Result is this is failure:

So the question is, where am i making mistake? I recently started OpenGL 4, everything goes smoothly including matrix transformations, textures etc… except this… Thank you very much in advance for your time. Feel free to ask me for any part of code you are interested in, also debugger output etc…

I’m assuming the mistake is in thinking you can pass the arrays specified in an OBJ file directly to OpenGL.

Each vertex in an OBJ file has three indices: position, normal, texture coordinates. An OpenGL vertex has one. You need to create an OpenGL vertex for each distinct triple of indices which occurs in the OBJ file. Use an associative array (e.g. std::map or std::unordered_map) to hold the mapping from (v,vn,vt) indices to OpenGL index, and a plain array (or std::vector) to hold the reverse mapping (which you’ll need to generate the attribute arrays).

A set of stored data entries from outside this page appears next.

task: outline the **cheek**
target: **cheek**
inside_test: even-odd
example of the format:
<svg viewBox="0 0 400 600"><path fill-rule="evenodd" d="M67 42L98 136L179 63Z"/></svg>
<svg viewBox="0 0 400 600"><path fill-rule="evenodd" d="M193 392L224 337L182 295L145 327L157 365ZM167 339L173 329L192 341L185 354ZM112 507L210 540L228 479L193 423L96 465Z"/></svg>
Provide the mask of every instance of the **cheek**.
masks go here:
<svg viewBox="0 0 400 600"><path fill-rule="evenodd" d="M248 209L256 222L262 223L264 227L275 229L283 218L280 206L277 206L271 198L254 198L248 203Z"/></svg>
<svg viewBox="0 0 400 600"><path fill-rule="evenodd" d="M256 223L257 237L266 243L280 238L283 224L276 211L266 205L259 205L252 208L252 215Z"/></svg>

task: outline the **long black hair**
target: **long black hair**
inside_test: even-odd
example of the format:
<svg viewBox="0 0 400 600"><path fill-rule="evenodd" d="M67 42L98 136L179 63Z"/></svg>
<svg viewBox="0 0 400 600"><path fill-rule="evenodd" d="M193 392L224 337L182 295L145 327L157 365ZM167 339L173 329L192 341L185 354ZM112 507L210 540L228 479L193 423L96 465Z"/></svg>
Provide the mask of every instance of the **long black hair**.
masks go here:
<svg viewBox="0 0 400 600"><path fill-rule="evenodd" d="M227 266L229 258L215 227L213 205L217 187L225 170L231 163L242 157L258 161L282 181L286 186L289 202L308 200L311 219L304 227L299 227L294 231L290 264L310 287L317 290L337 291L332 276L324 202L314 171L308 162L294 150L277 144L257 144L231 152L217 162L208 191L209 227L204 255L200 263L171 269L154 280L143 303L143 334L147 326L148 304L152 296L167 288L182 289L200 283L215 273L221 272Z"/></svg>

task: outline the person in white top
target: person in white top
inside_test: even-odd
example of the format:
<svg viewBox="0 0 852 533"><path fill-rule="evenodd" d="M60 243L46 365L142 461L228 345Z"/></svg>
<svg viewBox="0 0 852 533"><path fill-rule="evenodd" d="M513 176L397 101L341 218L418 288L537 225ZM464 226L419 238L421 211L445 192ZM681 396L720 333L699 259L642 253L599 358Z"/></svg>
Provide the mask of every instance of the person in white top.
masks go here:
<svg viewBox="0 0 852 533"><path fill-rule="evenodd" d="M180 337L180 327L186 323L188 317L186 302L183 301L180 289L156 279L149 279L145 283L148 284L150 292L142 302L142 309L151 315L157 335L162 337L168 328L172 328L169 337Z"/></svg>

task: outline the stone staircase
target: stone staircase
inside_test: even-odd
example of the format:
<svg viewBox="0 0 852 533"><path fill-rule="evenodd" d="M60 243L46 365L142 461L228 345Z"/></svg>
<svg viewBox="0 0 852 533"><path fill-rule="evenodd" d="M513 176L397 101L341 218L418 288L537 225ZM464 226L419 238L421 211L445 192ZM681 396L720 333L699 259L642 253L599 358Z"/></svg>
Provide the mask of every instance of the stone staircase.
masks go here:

Thank you so much for reply! The requirement in this project is to use C only. I have no knowledge of C++'s std namespace. Are you saying that i need to somehow combine v,vt,vn in C style array per one vertex?

All three attribute arrays (position, normal, texture coordinates) need to be the same size. Each index in the element array selects the same attribute array entry for all attributes.

As it stands, your code is presumably ignoring the indices for the normal and texture coordinates. Unless the face definitions in the file only use a single index (which is equivalent to specifying the same index for all three properties), that will produce the wrong result. And unless the normal and texture coordinate arrays are at least as large as the position array, you’ll be accessing elements beyond the ends of those arrays. Also: OBJ’s indices start at 1, C and OpenGL array indices start at 0.

If you can’t use C++, you’ll need to find or write an associative array implementation (e.g. hashtable or btree). The C standard library doesn’t include anything suitable. Well, you could just use a plain array, but that will be quite inefficient as you’ll have to scan the array for each vertex in each face definition.

A key-value store such as dbm, gdbm or Berkeley db would work, but those are intended for persistent storage so they’ll perform file I/O which adds some overhead. But those would probably still be faster than using a linear array for large OBJ files.